Here is a definition without partition about Stirling numbers of second kind.
"Let $S(n,k)$ be Stirling numbers of second kind.
$1 \leq k \leq n$, and let $k$ and $n$ be positive integers. Let $h(n, k)$ be the sum of all $\left(\begin{array}{c}n-1 \\ k-1\end{array}\right)$ products that consist of $(n-k)$ factors, so that all these factors are elements of $[k]$ So; $$ h(n, k)=S(n, k) $$ For Example $n=4$, and $k=2$. Then $$ h(4,2)=1 \cdot 1+1 \cdot 2+2 \cdot 2=7=S(4,2) $$ $$ h(4,3)=1+2+3=6=S(4,3) $$
Repetition of factors is allowed, but the factors of each product are to be written in increasing order.

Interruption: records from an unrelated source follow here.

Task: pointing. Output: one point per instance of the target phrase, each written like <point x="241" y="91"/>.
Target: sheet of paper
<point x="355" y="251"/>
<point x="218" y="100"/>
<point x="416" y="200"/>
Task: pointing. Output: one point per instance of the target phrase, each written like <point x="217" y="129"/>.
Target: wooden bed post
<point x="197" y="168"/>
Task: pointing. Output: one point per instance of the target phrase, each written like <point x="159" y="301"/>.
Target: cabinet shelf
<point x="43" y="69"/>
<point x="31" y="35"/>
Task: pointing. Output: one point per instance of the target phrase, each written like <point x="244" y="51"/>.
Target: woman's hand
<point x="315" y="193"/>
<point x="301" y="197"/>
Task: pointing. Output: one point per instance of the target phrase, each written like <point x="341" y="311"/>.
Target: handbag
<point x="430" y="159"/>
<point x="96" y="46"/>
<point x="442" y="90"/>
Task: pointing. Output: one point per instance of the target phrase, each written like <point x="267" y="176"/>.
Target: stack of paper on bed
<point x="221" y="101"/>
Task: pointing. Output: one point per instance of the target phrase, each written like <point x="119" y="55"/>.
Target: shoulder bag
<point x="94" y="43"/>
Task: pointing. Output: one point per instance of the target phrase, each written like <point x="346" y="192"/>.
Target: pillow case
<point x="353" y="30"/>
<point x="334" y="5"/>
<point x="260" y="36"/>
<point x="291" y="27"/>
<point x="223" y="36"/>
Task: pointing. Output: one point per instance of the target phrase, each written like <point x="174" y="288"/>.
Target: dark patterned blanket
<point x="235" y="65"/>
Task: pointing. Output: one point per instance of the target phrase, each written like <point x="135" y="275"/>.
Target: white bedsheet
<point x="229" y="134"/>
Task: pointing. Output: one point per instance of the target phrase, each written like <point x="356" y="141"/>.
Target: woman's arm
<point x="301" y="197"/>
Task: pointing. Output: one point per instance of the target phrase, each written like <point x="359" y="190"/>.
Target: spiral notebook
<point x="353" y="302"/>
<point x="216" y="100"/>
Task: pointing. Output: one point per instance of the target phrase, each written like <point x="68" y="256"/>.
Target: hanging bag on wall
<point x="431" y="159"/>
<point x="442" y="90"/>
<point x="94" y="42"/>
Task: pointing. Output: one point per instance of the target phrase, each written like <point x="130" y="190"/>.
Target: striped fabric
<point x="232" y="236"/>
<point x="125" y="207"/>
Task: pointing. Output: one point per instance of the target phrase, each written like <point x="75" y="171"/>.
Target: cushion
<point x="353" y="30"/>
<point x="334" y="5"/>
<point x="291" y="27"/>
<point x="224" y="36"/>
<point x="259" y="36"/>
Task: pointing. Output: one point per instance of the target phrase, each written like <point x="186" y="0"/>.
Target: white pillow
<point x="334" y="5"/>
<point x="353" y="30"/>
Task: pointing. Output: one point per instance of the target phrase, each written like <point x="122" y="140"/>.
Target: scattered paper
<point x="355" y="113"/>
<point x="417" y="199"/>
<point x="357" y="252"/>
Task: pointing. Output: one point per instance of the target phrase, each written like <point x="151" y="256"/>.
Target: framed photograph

Note that the definition of $h(n, k)$ means that $h(n, n)$ is a product with no factors, which we will set to be equal to $1$"
I try to understand this nice definition. Here $h(n, k)$ is the sum of all $\left(\begin{array}{c}n-1 \\ k-1\end{array}\right)$ products that consist of $(n-k)$ factors but how?Can you give a hint about it? Thanks for your comment.
This is just a description of the generating function, mainly that $$\frac{1}{\displaystyle \prod _{i=1}^k(1-i\cdot x)}=\sum _{n = k}^{\infty}{n\brace k}x^{n-k}.$$ For a proof, consider the following: $\pi$ be a partition in normal form (elements in the blocks are increasing, for example the partition $\{\{2,4\},\{1,5,3\}\}$ is $135/24$ in normal form), say $\pi = B_1/B_2/ \cdots /B_k $ with $m_i=\min (B_i)$ then notice that if you fix the minimal elements, this partition can be any of $1^{m_2-m_1-1}2^{m_3-m_2-1}\cdots k^{n-m_k}$ because for example say that the minimal elements are $1,3,5$ and $n=10$ then $2$ has to go in the block of $1$ so as $3$, but now $4$ can be in the block of $3$ or the block of $1$ so there are $2^{3-1-1}=2$ options, etc. Notice that this process can be reversed, you just count how many times you saw a $1$ and a $2$ etc.
For example in the $1\cdot 2$ case in $h(4,2)$ you have $1^12^1$ so the minimal elements are $1$ and $3$ and the possible permutations are $12/34$ and $124/3$.